PCR3, 46. Mu.L of reaction system, which consists of:

10×PCR buffer	5μL
		dNTPs	5μL
PCR1 product	2μL
		PCR2 products	2μL
Pyrobest enzyme	0.5μL
		ddH 2 O	31.5μL
Total volume of	46μL

The PCR3 amplification procedure was set up as follows: pre-denaturation at 95℃for 10min; denaturation at 94℃for 30s, annealing at 60℃for 45s, extension at 72℃for 1min45s for 30 cycles; extending at 72℃for 10min.

PCR4, 50. Mu.L of reaction system, which comprises the following components:

10×PCR buffer	5μL
		dNTPs	5μL
upstream primer P1	2μL
		Downstream primer P2	2μL
PCR3 products	2μL
		Pyrobest enzyme	0.5μL
ddH2O	31.5μL
		Total volume of	50μL

The PCR4 amplification procedure was set up as follows: pre-denaturation at 95℃for 10min; denaturation at 94℃for 30s, annealing at 53℃for 45s, extension at 72℃for 1min45s for 30 cycles; extending at 72℃for 10min.

The final PCR product was sequenced (Beijing Huada bioengineering Co.) and the results showed that the D84I and N153I double mutated phospholipase D gene fragment pldmD84I/N153I was amplified at this time, and the amino acid and base mutation sites were as shown in Table 1.

Continuing with the other mutations, the procedure was identical to that of example 2, the primer sequences of all mutants were shown in Table 3 below, the primers were changed according to the above procedure on the basis of pldmD84I/N153I, and the point mutations and the combined mutations of G270F, P316W and A452F were sequentially carried out according to Table 3, and were sent to sequencing company for sequencing, thereby obtaining 26 strains with high-activity phospholipase D, each of which was: BL21/pET22b-pldmD84I/N153I, BL/pET 22b-pldmD84I/G270F, BL/pET 22b-pldmD84I/P316W, BL/pET 22b-pldmD84I/A452F, BL/pET 22b-pldmN153I/G270F, BL/pET 22b-pldmN153I/P316W, BL/pET 22b-pldmN153I/A452F, BL/pET 22b-pldmG270F/P316W, BL/pET 22b-pldmG270F/A452F, BL/pET 22b-pldmP316W/A452F, BL/pET 22b-pldmD84I/N153I/G270F, BL21/pET22b-pldmD84I/N153I/P316W, BL/pET 22b-pldmD84I/N153I/A452F, BL/pET 22b-pldmD84I/G270F/P316W, BL/pET 22b-pldmD84I/G270F/A452F, BL21/pET22b-pldmD84I/P316W/A452F, BL/pET 22b-pldmN153I/G270F/P316W, BL/pET 22b-pldmN153I/G270F/A452F, BL/pET 22b-pldmG270F/P316W/A452F, BL/pET 22b-pldmN153I/P316W/A452F, BL/pET 22b-pldmD84I/N153I/P316W/A452F, BL/pET 22b-pldmD84I/N153I/G270F/P316W, BL/pET 22b-pldmD84I/N153I/G270F/A452F, BL/pET 22b-pldmD84I/G270F/P316W/A452F, BL/pET 22b-pldmN153I/G270F/P316W/A452F, BL/pET 22b-pldmD84I/N153I/G270F/P316W/A452F.

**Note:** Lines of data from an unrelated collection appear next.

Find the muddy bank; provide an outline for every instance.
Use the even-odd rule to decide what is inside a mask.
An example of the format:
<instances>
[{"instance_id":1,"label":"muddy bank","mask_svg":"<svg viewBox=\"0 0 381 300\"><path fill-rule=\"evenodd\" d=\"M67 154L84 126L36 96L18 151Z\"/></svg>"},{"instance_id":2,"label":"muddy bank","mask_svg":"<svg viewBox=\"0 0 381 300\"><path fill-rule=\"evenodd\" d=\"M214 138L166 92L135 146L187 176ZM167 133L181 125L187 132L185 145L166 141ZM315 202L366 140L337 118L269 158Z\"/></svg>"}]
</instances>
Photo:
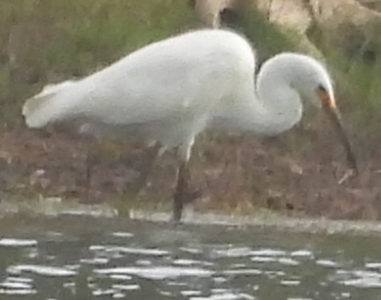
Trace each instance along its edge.
<instances>
[{"instance_id":1,"label":"muddy bank","mask_svg":"<svg viewBox=\"0 0 381 300\"><path fill-rule=\"evenodd\" d=\"M194 209L244 215L265 208L293 216L381 219L381 168L377 151L366 155L363 151L359 178L339 184L346 170L342 149L329 127L323 127L319 130L300 127L272 139L210 133L200 137L191 163L193 184L202 191ZM170 208L176 156L168 153L159 158L146 185L140 189L137 185L149 150L130 142L95 143L24 128L4 132L2 197L116 201L127 209L137 205ZM368 145L365 149L374 147ZM89 149L95 159L88 194Z\"/></svg>"},{"instance_id":2,"label":"muddy bank","mask_svg":"<svg viewBox=\"0 0 381 300\"><path fill-rule=\"evenodd\" d=\"M143 145L98 144L58 132L29 131L20 112L24 100L48 83L86 75L153 41L199 27L187 1L0 0L0 6L2 199L170 207L177 166L173 153L156 161L140 188L149 154ZM261 48L260 60L294 49L277 28L249 19L245 32L255 33L250 38ZM202 191L195 209L244 214L263 208L292 216L381 219L379 67L335 55L327 62L360 177L338 183L347 167L343 149L322 114L308 111L302 124L275 138L200 136L191 166L193 183ZM89 149L94 155L88 189Z\"/></svg>"}]
</instances>

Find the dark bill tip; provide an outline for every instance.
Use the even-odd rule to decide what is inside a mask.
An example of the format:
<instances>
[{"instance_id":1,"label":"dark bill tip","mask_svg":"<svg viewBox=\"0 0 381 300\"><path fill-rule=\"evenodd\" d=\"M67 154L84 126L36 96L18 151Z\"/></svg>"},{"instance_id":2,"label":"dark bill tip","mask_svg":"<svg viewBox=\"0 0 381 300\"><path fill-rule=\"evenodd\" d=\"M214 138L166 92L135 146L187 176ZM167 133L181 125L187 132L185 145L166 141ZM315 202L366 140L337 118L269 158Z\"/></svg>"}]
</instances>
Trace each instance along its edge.
<instances>
[{"instance_id":1,"label":"dark bill tip","mask_svg":"<svg viewBox=\"0 0 381 300\"><path fill-rule=\"evenodd\" d=\"M349 167L353 170L354 175L358 175L359 172L357 161L344 130L340 111L335 106L325 105L324 108L335 128L340 142L344 148Z\"/></svg>"}]
</instances>

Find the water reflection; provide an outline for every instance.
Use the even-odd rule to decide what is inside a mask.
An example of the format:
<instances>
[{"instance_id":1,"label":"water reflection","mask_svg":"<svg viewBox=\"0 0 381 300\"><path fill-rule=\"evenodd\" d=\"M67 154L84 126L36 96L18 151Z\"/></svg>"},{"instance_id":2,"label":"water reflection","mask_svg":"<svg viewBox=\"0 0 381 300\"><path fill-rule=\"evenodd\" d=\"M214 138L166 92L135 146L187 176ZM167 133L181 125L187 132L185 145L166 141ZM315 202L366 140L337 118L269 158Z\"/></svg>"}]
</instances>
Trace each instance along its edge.
<instances>
[{"instance_id":1,"label":"water reflection","mask_svg":"<svg viewBox=\"0 0 381 300\"><path fill-rule=\"evenodd\" d=\"M0 228L1 299L381 299L375 235L73 216Z\"/></svg>"}]
</instances>

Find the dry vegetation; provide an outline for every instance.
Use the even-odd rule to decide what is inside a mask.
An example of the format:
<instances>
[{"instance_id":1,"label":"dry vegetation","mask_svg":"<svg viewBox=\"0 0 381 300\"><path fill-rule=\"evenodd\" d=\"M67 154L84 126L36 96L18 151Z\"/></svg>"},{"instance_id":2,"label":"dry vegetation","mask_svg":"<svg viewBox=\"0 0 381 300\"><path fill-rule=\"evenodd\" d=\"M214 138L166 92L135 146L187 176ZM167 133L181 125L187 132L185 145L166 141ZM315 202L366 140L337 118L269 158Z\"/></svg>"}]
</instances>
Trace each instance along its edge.
<instances>
[{"instance_id":1,"label":"dry vegetation","mask_svg":"<svg viewBox=\"0 0 381 300\"><path fill-rule=\"evenodd\" d=\"M0 0L0 7L2 197L85 201L85 158L92 142L27 130L19 113L24 100L47 82L83 76L150 42L198 26L195 17L179 0ZM262 59L295 49L295 38L258 14L244 16L237 27L255 41ZM302 124L275 138L200 137L192 159L194 183L203 190L196 208L381 219L381 67L336 50L322 49L359 155L360 177L337 184L346 168L342 149L324 116L308 111ZM86 201L170 203L177 165L170 153L157 162L136 197L129 191L147 160L144 148L126 141L95 149L98 161Z\"/></svg>"}]
</instances>

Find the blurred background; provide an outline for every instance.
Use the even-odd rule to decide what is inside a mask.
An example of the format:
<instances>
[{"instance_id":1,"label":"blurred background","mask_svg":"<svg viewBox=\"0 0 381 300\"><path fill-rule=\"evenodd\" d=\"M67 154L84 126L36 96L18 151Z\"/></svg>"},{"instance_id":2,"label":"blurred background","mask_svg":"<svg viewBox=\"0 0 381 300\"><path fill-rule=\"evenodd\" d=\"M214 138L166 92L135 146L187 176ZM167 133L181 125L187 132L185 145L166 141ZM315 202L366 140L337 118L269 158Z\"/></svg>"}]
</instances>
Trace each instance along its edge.
<instances>
[{"instance_id":1,"label":"blurred background","mask_svg":"<svg viewBox=\"0 0 381 300\"><path fill-rule=\"evenodd\" d=\"M338 184L347 167L343 149L324 116L306 108L301 124L275 138L199 137L191 159L202 191L195 209L381 219L381 1L0 0L0 7L2 199L109 202L126 213L169 209L173 153L151 168L149 150L139 141L29 130L21 107L45 85L86 76L149 43L229 27L252 43L260 65L284 51L324 62L361 175ZM85 197L89 151L94 167Z\"/></svg>"}]
</instances>

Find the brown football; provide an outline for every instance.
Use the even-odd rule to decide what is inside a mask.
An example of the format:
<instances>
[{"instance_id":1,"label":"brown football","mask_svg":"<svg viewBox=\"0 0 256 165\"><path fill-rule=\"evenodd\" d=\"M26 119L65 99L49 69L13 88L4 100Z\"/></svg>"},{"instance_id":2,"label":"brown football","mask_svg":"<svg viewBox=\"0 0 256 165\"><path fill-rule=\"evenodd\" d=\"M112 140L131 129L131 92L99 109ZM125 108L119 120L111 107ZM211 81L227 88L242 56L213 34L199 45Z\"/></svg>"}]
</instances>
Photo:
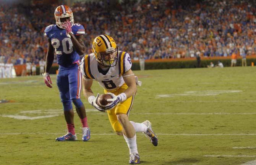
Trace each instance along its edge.
<instances>
[{"instance_id":1,"label":"brown football","mask_svg":"<svg viewBox=\"0 0 256 165\"><path fill-rule=\"evenodd\" d=\"M112 98L111 95L108 94L101 95L98 98L97 104L102 107L105 107L109 103L111 103L107 101L107 99L109 98Z\"/></svg>"}]
</instances>

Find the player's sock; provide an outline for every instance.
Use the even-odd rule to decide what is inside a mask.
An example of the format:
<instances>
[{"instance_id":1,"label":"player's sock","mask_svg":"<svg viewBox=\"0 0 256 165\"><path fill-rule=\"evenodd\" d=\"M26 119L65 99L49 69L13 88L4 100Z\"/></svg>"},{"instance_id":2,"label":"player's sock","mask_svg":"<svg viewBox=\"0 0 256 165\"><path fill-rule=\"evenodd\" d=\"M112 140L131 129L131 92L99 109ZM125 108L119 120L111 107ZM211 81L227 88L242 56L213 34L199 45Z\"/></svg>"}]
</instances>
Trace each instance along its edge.
<instances>
[{"instance_id":1,"label":"player's sock","mask_svg":"<svg viewBox=\"0 0 256 165\"><path fill-rule=\"evenodd\" d=\"M74 124L67 124L68 130L68 132L70 132L73 135L76 134L75 132L75 125Z\"/></svg>"},{"instance_id":2,"label":"player's sock","mask_svg":"<svg viewBox=\"0 0 256 165\"><path fill-rule=\"evenodd\" d=\"M130 122L133 125L136 132L146 132L147 130L147 126L143 123L138 123L132 121L130 121Z\"/></svg>"},{"instance_id":3,"label":"player's sock","mask_svg":"<svg viewBox=\"0 0 256 165\"><path fill-rule=\"evenodd\" d=\"M89 127L89 126L88 126L88 124L87 124L87 117L86 117L83 119L80 119L80 120L81 121L81 122L82 123L83 127Z\"/></svg>"},{"instance_id":4,"label":"player's sock","mask_svg":"<svg viewBox=\"0 0 256 165\"><path fill-rule=\"evenodd\" d=\"M136 142L136 134L132 138L128 138L123 135L125 141L127 143L129 149L131 154L138 154L137 149L137 142Z\"/></svg>"}]
</instances>

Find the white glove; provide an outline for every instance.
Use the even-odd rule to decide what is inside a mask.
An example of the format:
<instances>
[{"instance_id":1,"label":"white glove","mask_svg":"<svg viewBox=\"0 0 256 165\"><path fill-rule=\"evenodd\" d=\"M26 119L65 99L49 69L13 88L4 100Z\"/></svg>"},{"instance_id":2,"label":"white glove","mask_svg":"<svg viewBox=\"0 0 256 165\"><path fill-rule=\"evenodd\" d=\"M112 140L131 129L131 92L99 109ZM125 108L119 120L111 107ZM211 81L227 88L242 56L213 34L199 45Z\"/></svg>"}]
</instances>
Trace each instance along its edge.
<instances>
[{"instance_id":1,"label":"white glove","mask_svg":"<svg viewBox=\"0 0 256 165\"><path fill-rule=\"evenodd\" d=\"M88 98L88 101L89 102L89 103L90 103L92 106L100 112L106 112L105 109L103 109L97 104L97 100L99 95L99 94L98 94L96 97L94 96L91 96Z\"/></svg>"}]
</instances>

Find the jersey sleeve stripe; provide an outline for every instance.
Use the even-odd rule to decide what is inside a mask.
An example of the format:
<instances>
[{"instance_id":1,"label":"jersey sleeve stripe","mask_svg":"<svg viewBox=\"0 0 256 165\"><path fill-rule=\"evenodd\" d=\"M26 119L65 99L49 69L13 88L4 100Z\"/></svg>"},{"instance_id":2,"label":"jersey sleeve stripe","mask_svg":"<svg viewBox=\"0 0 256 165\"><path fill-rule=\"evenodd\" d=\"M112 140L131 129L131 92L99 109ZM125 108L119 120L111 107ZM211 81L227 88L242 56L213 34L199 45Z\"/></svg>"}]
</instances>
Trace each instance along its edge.
<instances>
[{"instance_id":1,"label":"jersey sleeve stripe","mask_svg":"<svg viewBox=\"0 0 256 165\"><path fill-rule=\"evenodd\" d=\"M118 70L119 71L119 77L121 76L121 55L123 52L120 51L118 54Z\"/></svg>"},{"instance_id":2,"label":"jersey sleeve stripe","mask_svg":"<svg viewBox=\"0 0 256 165\"><path fill-rule=\"evenodd\" d=\"M126 52L125 53L125 54L123 55L123 73L125 73L125 57L126 57L126 54L127 54L127 53Z\"/></svg>"},{"instance_id":3,"label":"jersey sleeve stripe","mask_svg":"<svg viewBox=\"0 0 256 165\"><path fill-rule=\"evenodd\" d=\"M89 77L89 73L88 71L88 60L87 59L88 55L84 56L84 76L87 78L92 79L91 78Z\"/></svg>"},{"instance_id":4,"label":"jersey sleeve stripe","mask_svg":"<svg viewBox=\"0 0 256 165\"><path fill-rule=\"evenodd\" d=\"M89 75L88 75L90 77L93 78L93 79L95 79L94 77L92 76L92 73L91 72L91 67L90 67L90 56L88 56L88 66L87 67L87 68L88 68L88 71L89 73ZM91 78L92 79L92 78Z\"/></svg>"},{"instance_id":5,"label":"jersey sleeve stripe","mask_svg":"<svg viewBox=\"0 0 256 165\"><path fill-rule=\"evenodd\" d=\"M125 53L125 52L123 52L122 54L121 55L121 62L120 63L120 65L121 67L121 75L120 76L122 75L123 74L123 56Z\"/></svg>"}]
</instances>

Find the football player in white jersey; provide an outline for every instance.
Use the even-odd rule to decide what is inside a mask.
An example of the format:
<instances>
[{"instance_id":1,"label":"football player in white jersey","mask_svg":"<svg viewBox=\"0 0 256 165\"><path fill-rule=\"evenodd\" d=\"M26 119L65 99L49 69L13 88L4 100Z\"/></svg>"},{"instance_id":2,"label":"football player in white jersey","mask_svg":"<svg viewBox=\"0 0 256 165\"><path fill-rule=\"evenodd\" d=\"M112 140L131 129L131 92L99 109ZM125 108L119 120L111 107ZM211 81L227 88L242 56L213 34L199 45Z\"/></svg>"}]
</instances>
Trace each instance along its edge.
<instances>
[{"instance_id":1,"label":"football player in white jersey","mask_svg":"<svg viewBox=\"0 0 256 165\"><path fill-rule=\"evenodd\" d=\"M27 75L30 76L31 75L31 62L29 61L27 61L26 63L26 68Z\"/></svg>"},{"instance_id":2,"label":"football player in white jersey","mask_svg":"<svg viewBox=\"0 0 256 165\"><path fill-rule=\"evenodd\" d=\"M6 63L5 65L5 76L7 78L11 78L12 76L11 75L11 69L12 65L10 63Z\"/></svg>"},{"instance_id":3,"label":"football player in white jersey","mask_svg":"<svg viewBox=\"0 0 256 165\"><path fill-rule=\"evenodd\" d=\"M149 121L138 123L129 121L129 113L137 91L135 77L131 69L131 58L127 52L118 51L114 39L106 35L94 39L92 51L83 58L79 67L83 76L84 96L98 110L107 111L113 129L117 135L123 136L127 143L129 163L139 163L136 132L144 133L155 146L157 145L158 139ZM95 97L91 89L94 79L103 87L105 94L112 95L112 98L107 100L111 103L105 108L97 104L99 94Z\"/></svg>"},{"instance_id":4,"label":"football player in white jersey","mask_svg":"<svg viewBox=\"0 0 256 165\"><path fill-rule=\"evenodd\" d=\"M45 65L45 62L44 60L43 59L41 59L39 61L39 66L40 68L40 75L42 75L44 72L44 67Z\"/></svg>"},{"instance_id":5,"label":"football player in white jersey","mask_svg":"<svg viewBox=\"0 0 256 165\"><path fill-rule=\"evenodd\" d=\"M3 62L0 62L0 78L5 78L5 63Z\"/></svg>"}]
</instances>

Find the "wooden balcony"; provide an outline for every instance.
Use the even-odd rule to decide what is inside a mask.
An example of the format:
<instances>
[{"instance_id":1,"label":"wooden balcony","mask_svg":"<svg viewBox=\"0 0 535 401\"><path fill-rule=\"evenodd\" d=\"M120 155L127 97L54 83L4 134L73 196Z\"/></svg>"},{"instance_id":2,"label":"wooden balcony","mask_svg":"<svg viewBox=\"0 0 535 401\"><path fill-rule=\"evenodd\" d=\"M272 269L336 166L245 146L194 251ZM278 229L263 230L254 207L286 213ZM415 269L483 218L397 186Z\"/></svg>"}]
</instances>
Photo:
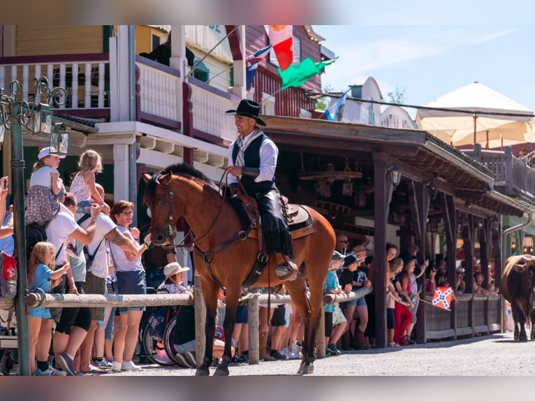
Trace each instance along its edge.
<instances>
[{"instance_id":1,"label":"wooden balcony","mask_svg":"<svg viewBox=\"0 0 535 401\"><path fill-rule=\"evenodd\" d=\"M492 171L494 189L508 196L535 201L535 168L513 156L510 146L501 152L484 150L476 144L473 150L462 152Z\"/></svg>"}]
</instances>

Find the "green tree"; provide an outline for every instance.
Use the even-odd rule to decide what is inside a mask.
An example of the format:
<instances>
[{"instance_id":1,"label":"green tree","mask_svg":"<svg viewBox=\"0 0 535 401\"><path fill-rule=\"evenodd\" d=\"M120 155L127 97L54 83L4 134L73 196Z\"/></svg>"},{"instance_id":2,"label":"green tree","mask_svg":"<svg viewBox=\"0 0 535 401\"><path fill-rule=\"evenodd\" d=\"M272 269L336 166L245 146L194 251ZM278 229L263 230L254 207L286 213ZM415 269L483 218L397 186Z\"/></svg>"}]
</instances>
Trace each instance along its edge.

TABLE 3 overlapping PCR primers

Mutation site	F-terminal primer	R-terminal primer
			N153I	P5:SEQ ID NO.7	P6:SEQ ID NO.8
G270F	P7:SEQ ID NO.9	P8:SEQ ID NO.10
			P316W	P9:SEQ ID NO.11	P10:SEQ ID NO.12
A452F	P11:SEQ ID NO.13	P12:SEQ ID NO.14

Example 4: construction of bacillus subtilis high-activity phospholipase D recombinant bacteria

1. Construction of expression vector pBSA43

The expression vector pBSA43 is obtained by taking an escherichia coli-bacillus subtilis shuttle cloning vector pBE2 as a framework, cloning a strong bacillus constitutive promoter P43 and a levan sucrase signal sequence sacB which can enable recombinant proteins to be directly secreted into a culture medium. It has Amp ^r And Km ^r The gene can use ampicillin resistance as a screening marker in escherichia coli, and can use kanamycin resistance as a screening marker in bacillus subtilis and bacillus licheniformis.

2. Construction of high-Activity phospholipase D expression vector pBSA43-pldmaxB

And (3) respectively carrying out double digestion on the obtained high-activity phospholipase D genes and wild-type phospholipase D genes with a bacillus subtilis expression vector pBSA43 through EcoR I and NotI, then connecting to construct a recombinant plasmid pBSA43-pldmaxB, converting the recombinant plasmid pBSA43-pldmaxB into competent cells of escherichia coli DH5 alpha, selecting positive transformants, extracting plasmids for enzyme digestion verification and sequencing, and determining that the construction is successful, thus obtaining the recombinant strain pBSA43-pldmaxB.

3. Transformation of Bacillus subtilis WB600 with expression vector pBSA43-pldmaxB

Adding 60 mu L of competent cells and 1 mu L (50 ng/. Mu.L) of pBSA43-pldmx into a precooled 1mm electric rotating cup, uniformly mixing, carrying out ice bath for 5min, setting parameters (25 mu F,200 omega, 4.5-5.0 ms), shocking once, immediately adding 1mL of resuscitation medium (LB+0.5mol/L sorbitol+0.5mol/L mannitol), uniformly mixing, sucking into a 1.5mLEP tube, shaking and culturing for 3h at 37 ℃, centrifuging, reserving 200 mu L of resuscitatant on a LB plate with resistance, culturing for 24h at 37 ℃, picking up transformants, extracting plasmids, and carrying out enzyme digestion verification (pBSA 43-pldmD84I enzyme digestion verification is shown in figure 2), wherein other mutant gene recombination plasmid enzyme digestion verification is the same as that of figure 2), so as to obtain bacillus subtilis recombinant strain WB600/pBSA43-pldmAxB.

Example 5: construction of bacillus licheniformis high-activity phospholipase D recombinant bacterium

1. Construction of expression vector pBSA43

The expression vector pBSA43 is obtained by taking an escherichia coli-bacillus licheniformis shuttle cloning vector pBE2 as a framework, cloning a strong bacillus constitutive promoter P43 and a levan sucrase signal sequence sacB which can enable recombinant proteins to be directly secreted into a culture medium. It has Amp ^r And Km ^r The gene can use ampicillin resistance as a screening marker in escherichia coli, and can use kanamycin resistance as a screening marker in bacillus subtilis and bacillus licheniformis.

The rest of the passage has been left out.